Medicare Advantage Plans
If you’re on a Medicare Advantage plan (Part C) rather than Original Medicare, your costs follow a different structure. These plans set their own copayments and coinsurance rates for surgical procedures, and the amounts vary widely by plan. Some charge a flat copay for outpatient surgery, others use a percentage-based coinsurance similar to Original Medicare, and many have annual out-of-pocket maximums that cap your total spending.
Medicare Advantage plans also commonly require prior authorization for surgical procedures, meaning your plan needs to approve the surgery before it’s scheduled. This doesn’t apply to Original Medicare, which has no prior authorization requirement for rotator cuff repair. If you’re on a Medicare Advantage plan, call the number on your member card to get a cost estimate specific to your benefits and to confirm whether authorization is needed.
How to Minimize Your Costs
If you have a choice of surgical setting, ask your orthopedic surgeon whether the procedure can be done at an ambulatory surgical center. Not every patient qualifies, particularly if you have significant health conditions that make a hospital setting safer, but most arthroscopic rotator cuff repairs are well suited to ASCs. Choosing the ASC over the hospital saves roughly $743 in patient costs under Original Medicare.
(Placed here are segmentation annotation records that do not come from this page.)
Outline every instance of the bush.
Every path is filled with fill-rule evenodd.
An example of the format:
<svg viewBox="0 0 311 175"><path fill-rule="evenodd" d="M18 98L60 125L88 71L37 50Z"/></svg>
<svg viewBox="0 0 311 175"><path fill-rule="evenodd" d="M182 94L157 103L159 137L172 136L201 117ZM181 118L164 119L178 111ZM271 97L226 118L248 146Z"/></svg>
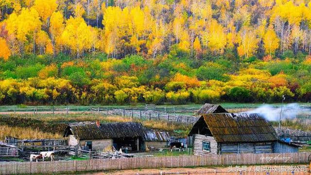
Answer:
<svg viewBox="0 0 311 175"><path fill-rule="evenodd" d="M123 105L125 103L125 100L127 98L128 95L122 90L117 90L115 92L115 98L117 103L119 105Z"/></svg>
<svg viewBox="0 0 311 175"><path fill-rule="evenodd" d="M26 67L19 66L16 69L16 75L17 78L22 79L35 77L38 75L38 73L43 67L43 65L39 63Z"/></svg>
<svg viewBox="0 0 311 175"><path fill-rule="evenodd" d="M69 77L72 85L78 87L88 85L90 83L89 79L83 72L75 72L71 73Z"/></svg>
<svg viewBox="0 0 311 175"><path fill-rule="evenodd" d="M171 91L166 94L168 101L173 105L185 104L190 97L190 93L187 91Z"/></svg>
<svg viewBox="0 0 311 175"><path fill-rule="evenodd" d="M225 68L216 63L208 63L201 66L196 71L196 77L200 80L216 80L225 81L228 78L224 75Z"/></svg>
<svg viewBox="0 0 311 175"><path fill-rule="evenodd" d="M147 61L142 56L138 55L126 56L122 60L122 61L128 70L130 69L132 65L142 67L147 64Z"/></svg>
<svg viewBox="0 0 311 175"><path fill-rule="evenodd" d="M70 76L71 74L76 72L80 72L82 74L85 74L85 71L82 68L78 67L75 66L65 66L63 64L62 67L64 68L62 71L62 76L66 77Z"/></svg>
<svg viewBox="0 0 311 175"><path fill-rule="evenodd" d="M293 51L291 50L287 50L284 52L282 54L281 58L283 59L285 59L287 58L294 58L295 56L295 54Z"/></svg>
<svg viewBox="0 0 311 175"><path fill-rule="evenodd" d="M186 89L186 83L185 82L169 82L165 85L164 89L167 91L173 91L177 92L179 90Z"/></svg>
<svg viewBox="0 0 311 175"><path fill-rule="evenodd" d="M233 87L230 89L227 95L234 102L245 103L254 101L250 91L243 87Z"/></svg>
<svg viewBox="0 0 311 175"><path fill-rule="evenodd" d="M143 95L146 102L155 105L161 105L165 100L165 93L162 90L156 89L148 91Z"/></svg>
<svg viewBox="0 0 311 175"><path fill-rule="evenodd" d="M40 78L44 79L52 77L57 77L58 74L58 68L55 64L52 64L40 70L38 75Z"/></svg>
<svg viewBox="0 0 311 175"><path fill-rule="evenodd" d="M192 89L193 101L196 104L213 103L220 99L220 92L211 89Z"/></svg>
<svg viewBox="0 0 311 175"><path fill-rule="evenodd" d="M275 75L281 72L286 74L292 74L296 71L296 68L292 63L285 61L271 62L268 64L265 68L267 69L272 75Z"/></svg>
Confirm that your surgeon and the facility both accept Medicare assignment, meaning they agree to the Medicare-approved amount as full payment. Surgeons who don’t accept assignment can charge up to 15% above the Medicare rate, adding to your bill. For physical therapy, the same rule applies: using a therapist who accepts assignment keeps your per-session costs predictable.
If you’re on Original Medicare without a Medigap policy and facing the full 20% coinsurance, budget for the surgery cost plus three to six months of physical therapy copayments. For most people, the total out-of-pocket cost including rehab falls in the range of $1,500 to $3,000, though a Medigap plan can cut that to nearly zero beyond your $257 annual deductible.